While almost no trade flowed between South Africa and the former SADCC countries before 1991, trade has soared in the region since the transformations of 1993. In the late 1990s, more than 90% of imports to Angola and the Democratic Republic of the Congo, more than 75% to Mozambique, Tanzania, and Zambia, and more than 70% to Malawi came from South Africa, which has also become the most important destination of exports from these countries.
By noting this reality, however, I do not wish to argue that the economic and political changes in Southern Africa have merely been provided by the global political economy, and to be explained within the dependency paradigm. Rather, I propose that core-periphery relations between the leading capitalistic countries and African countries should be recomposed and understood in terms of local settings. The impact of globalization in Southern Africa, for example, has been localized, or “distorted,” by the predominant regional economic giant, the Republic of South Africa. Similar relationships are also nested within more local levels.
The chapters in this book examine the localized impact of globalization at different levels in Southern Africa. Some authors focus on the historical and political backgrounds essential to understanding the local impact of globalization in Southern Africa.

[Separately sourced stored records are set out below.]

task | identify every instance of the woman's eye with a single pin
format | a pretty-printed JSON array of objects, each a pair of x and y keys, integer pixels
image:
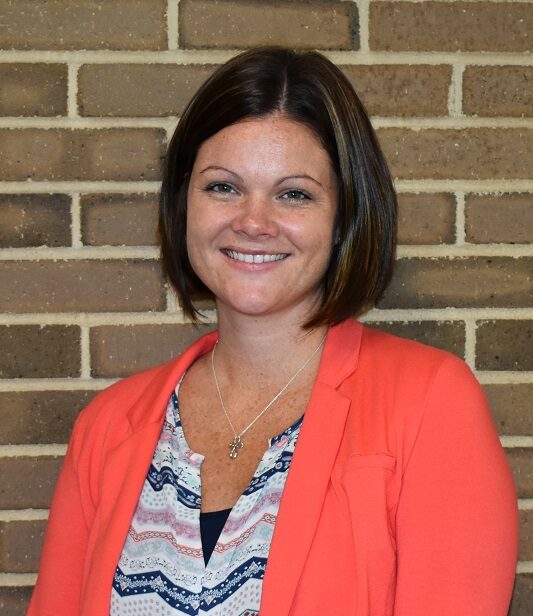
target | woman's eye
[
  {"x": 295, "y": 195},
  {"x": 219, "y": 187}
]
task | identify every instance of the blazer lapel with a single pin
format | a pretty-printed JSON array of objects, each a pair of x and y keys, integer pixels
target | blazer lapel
[
  {"x": 310, "y": 471},
  {"x": 124, "y": 470}
]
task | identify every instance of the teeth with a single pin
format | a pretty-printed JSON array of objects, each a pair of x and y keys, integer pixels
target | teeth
[{"x": 249, "y": 258}]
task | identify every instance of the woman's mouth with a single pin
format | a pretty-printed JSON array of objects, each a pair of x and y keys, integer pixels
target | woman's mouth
[{"x": 247, "y": 257}]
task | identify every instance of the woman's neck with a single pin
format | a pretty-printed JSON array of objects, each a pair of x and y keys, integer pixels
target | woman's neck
[{"x": 263, "y": 349}]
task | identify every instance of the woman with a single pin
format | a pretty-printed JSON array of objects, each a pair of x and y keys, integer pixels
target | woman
[{"x": 176, "y": 495}]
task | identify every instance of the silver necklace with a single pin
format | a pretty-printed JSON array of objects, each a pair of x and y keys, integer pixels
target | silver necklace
[{"x": 237, "y": 443}]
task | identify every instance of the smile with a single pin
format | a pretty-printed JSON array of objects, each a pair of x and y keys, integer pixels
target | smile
[{"x": 250, "y": 258}]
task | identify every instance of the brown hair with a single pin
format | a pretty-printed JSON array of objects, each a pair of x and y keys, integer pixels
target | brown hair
[{"x": 308, "y": 88}]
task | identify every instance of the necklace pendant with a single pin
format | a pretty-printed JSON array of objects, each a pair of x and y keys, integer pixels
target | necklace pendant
[{"x": 235, "y": 445}]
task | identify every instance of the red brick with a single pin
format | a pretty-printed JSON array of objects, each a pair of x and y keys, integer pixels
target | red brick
[
  {"x": 33, "y": 89},
  {"x": 31, "y": 351},
  {"x": 86, "y": 286},
  {"x": 451, "y": 26},
  {"x": 63, "y": 154},
  {"x": 449, "y": 336},
  {"x": 38, "y": 475},
  {"x": 14, "y": 600},
  {"x": 78, "y": 24},
  {"x": 117, "y": 220},
  {"x": 504, "y": 345},
  {"x": 401, "y": 89},
  {"x": 522, "y": 595},
  {"x": 499, "y": 218},
  {"x": 498, "y": 90},
  {"x": 470, "y": 153},
  {"x": 234, "y": 24},
  {"x": 121, "y": 350},
  {"x": 426, "y": 218},
  {"x": 526, "y": 535},
  {"x": 512, "y": 407},
  {"x": 34, "y": 220},
  {"x": 461, "y": 282},
  {"x": 138, "y": 89},
  {"x": 521, "y": 460},
  {"x": 20, "y": 545},
  {"x": 29, "y": 417}
]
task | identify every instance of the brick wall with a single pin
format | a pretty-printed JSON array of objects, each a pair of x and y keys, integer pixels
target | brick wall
[{"x": 90, "y": 91}]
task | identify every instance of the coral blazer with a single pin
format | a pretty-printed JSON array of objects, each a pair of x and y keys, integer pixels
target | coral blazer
[{"x": 399, "y": 500}]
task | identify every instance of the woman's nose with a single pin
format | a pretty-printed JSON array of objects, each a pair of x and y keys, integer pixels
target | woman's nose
[{"x": 255, "y": 218}]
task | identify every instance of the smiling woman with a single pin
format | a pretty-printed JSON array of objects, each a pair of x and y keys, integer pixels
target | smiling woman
[
  {"x": 261, "y": 207},
  {"x": 294, "y": 463}
]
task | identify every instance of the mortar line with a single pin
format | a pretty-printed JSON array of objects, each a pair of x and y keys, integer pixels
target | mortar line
[
  {"x": 103, "y": 253},
  {"x": 76, "y": 254},
  {"x": 510, "y": 442},
  {"x": 460, "y": 232},
  {"x": 169, "y": 122},
  {"x": 172, "y": 24},
  {"x": 488, "y": 186},
  {"x": 470, "y": 342},
  {"x": 207, "y": 56},
  {"x": 166, "y": 317},
  {"x": 485, "y": 377},
  {"x": 46, "y": 186},
  {"x": 75, "y": 216},
  {"x": 72, "y": 90},
  {"x": 455, "y": 95},
  {"x": 364, "y": 25},
  {"x": 54, "y": 384},
  {"x": 85, "y": 351}
]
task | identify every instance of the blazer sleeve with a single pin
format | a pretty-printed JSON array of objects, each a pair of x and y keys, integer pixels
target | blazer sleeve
[
  {"x": 57, "y": 592},
  {"x": 457, "y": 522}
]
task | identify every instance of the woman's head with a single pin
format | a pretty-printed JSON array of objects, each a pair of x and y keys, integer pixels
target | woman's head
[{"x": 309, "y": 89}]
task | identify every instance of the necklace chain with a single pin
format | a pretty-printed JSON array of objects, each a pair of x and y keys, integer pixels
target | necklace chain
[{"x": 237, "y": 443}]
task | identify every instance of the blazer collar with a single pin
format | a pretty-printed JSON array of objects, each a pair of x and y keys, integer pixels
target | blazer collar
[
  {"x": 339, "y": 360},
  {"x": 151, "y": 405},
  {"x": 310, "y": 470}
]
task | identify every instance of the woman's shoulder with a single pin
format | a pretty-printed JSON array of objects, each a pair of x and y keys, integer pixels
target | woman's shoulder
[{"x": 405, "y": 356}]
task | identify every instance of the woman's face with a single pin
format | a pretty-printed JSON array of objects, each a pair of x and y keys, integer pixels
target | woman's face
[{"x": 262, "y": 200}]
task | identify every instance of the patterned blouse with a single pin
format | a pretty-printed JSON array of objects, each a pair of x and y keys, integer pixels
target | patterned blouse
[{"x": 161, "y": 571}]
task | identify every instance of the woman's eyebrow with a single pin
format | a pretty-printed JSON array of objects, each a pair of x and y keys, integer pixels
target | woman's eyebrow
[
  {"x": 302, "y": 176},
  {"x": 217, "y": 168}
]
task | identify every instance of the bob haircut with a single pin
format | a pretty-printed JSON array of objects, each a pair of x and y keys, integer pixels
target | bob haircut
[{"x": 308, "y": 88}]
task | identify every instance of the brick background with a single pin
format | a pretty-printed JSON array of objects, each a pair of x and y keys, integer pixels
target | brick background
[{"x": 89, "y": 95}]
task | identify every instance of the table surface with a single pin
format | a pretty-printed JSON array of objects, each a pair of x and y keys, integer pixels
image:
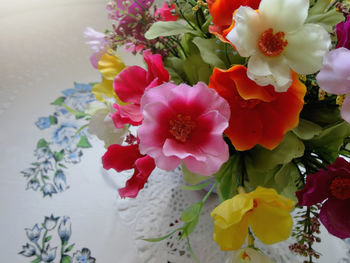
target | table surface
[{"x": 43, "y": 53}]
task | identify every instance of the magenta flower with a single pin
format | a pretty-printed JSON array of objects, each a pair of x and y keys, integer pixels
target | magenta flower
[
  {"x": 130, "y": 85},
  {"x": 166, "y": 13},
  {"x": 343, "y": 33},
  {"x": 333, "y": 186},
  {"x": 183, "y": 123},
  {"x": 334, "y": 77}
]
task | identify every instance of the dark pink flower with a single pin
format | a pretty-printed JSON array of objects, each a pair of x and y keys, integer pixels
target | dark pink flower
[
  {"x": 343, "y": 33},
  {"x": 184, "y": 123},
  {"x": 333, "y": 186},
  {"x": 166, "y": 13},
  {"x": 123, "y": 158},
  {"x": 130, "y": 85}
]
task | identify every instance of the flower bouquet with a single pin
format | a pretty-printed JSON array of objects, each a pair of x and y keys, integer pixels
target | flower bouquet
[{"x": 249, "y": 97}]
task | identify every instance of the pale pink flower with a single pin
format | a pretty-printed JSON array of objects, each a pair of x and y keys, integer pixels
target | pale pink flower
[
  {"x": 334, "y": 77},
  {"x": 184, "y": 123}
]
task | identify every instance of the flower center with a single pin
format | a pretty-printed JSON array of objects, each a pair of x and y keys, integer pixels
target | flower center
[
  {"x": 340, "y": 188},
  {"x": 272, "y": 44},
  {"x": 181, "y": 127}
]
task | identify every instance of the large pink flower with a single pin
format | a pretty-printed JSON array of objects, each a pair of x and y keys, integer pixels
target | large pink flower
[
  {"x": 127, "y": 157},
  {"x": 130, "y": 85},
  {"x": 184, "y": 123},
  {"x": 333, "y": 186},
  {"x": 334, "y": 77}
]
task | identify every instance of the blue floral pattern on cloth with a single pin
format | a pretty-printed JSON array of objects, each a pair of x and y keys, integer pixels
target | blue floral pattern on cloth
[
  {"x": 65, "y": 143},
  {"x": 42, "y": 247}
]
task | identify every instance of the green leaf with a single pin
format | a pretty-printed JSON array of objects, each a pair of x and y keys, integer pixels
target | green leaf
[
  {"x": 208, "y": 50},
  {"x": 59, "y": 101},
  {"x": 165, "y": 29},
  {"x": 66, "y": 259},
  {"x": 157, "y": 239},
  {"x": 77, "y": 114},
  {"x": 291, "y": 147},
  {"x": 83, "y": 142},
  {"x": 306, "y": 130},
  {"x": 42, "y": 143},
  {"x": 53, "y": 120},
  {"x": 69, "y": 248},
  {"x": 192, "y": 212},
  {"x": 58, "y": 156},
  {"x": 320, "y": 15}
]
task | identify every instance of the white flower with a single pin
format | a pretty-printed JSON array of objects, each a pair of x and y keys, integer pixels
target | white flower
[
  {"x": 277, "y": 41},
  {"x": 245, "y": 255},
  {"x": 102, "y": 126}
]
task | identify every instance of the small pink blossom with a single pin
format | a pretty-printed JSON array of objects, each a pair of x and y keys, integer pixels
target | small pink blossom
[
  {"x": 96, "y": 40},
  {"x": 184, "y": 123},
  {"x": 166, "y": 13},
  {"x": 131, "y": 84},
  {"x": 334, "y": 77}
]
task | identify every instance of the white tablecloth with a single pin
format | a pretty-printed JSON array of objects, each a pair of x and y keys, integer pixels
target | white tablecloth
[{"x": 42, "y": 53}]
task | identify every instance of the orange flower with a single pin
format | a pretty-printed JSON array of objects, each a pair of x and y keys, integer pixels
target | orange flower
[
  {"x": 259, "y": 115},
  {"x": 222, "y": 13}
]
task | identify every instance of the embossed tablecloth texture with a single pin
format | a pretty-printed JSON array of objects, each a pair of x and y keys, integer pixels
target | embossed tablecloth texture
[{"x": 57, "y": 203}]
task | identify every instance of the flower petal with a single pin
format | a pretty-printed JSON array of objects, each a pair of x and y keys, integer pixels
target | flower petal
[
  {"x": 285, "y": 16},
  {"x": 246, "y": 31},
  {"x": 306, "y": 48}
]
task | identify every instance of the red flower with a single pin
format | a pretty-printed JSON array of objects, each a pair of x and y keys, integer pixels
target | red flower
[
  {"x": 130, "y": 85},
  {"x": 123, "y": 158},
  {"x": 222, "y": 13},
  {"x": 333, "y": 186},
  {"x": 259, "y": 115}
]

Others, mainly students of the Graduate School of Asian and African Area Studies, Kyoto University, discuss how globalization has impacted people and places at the local microlevel.
Since its inception, the Graduate School of Asian and African Area Studies has emphasized the importance of obtaining first-hand data to grasp the realities of African society, politics, and economy. I hope that the studies included in this book will generate new thinking and contribute to our understanding of contemporary Africa in the globalizing world.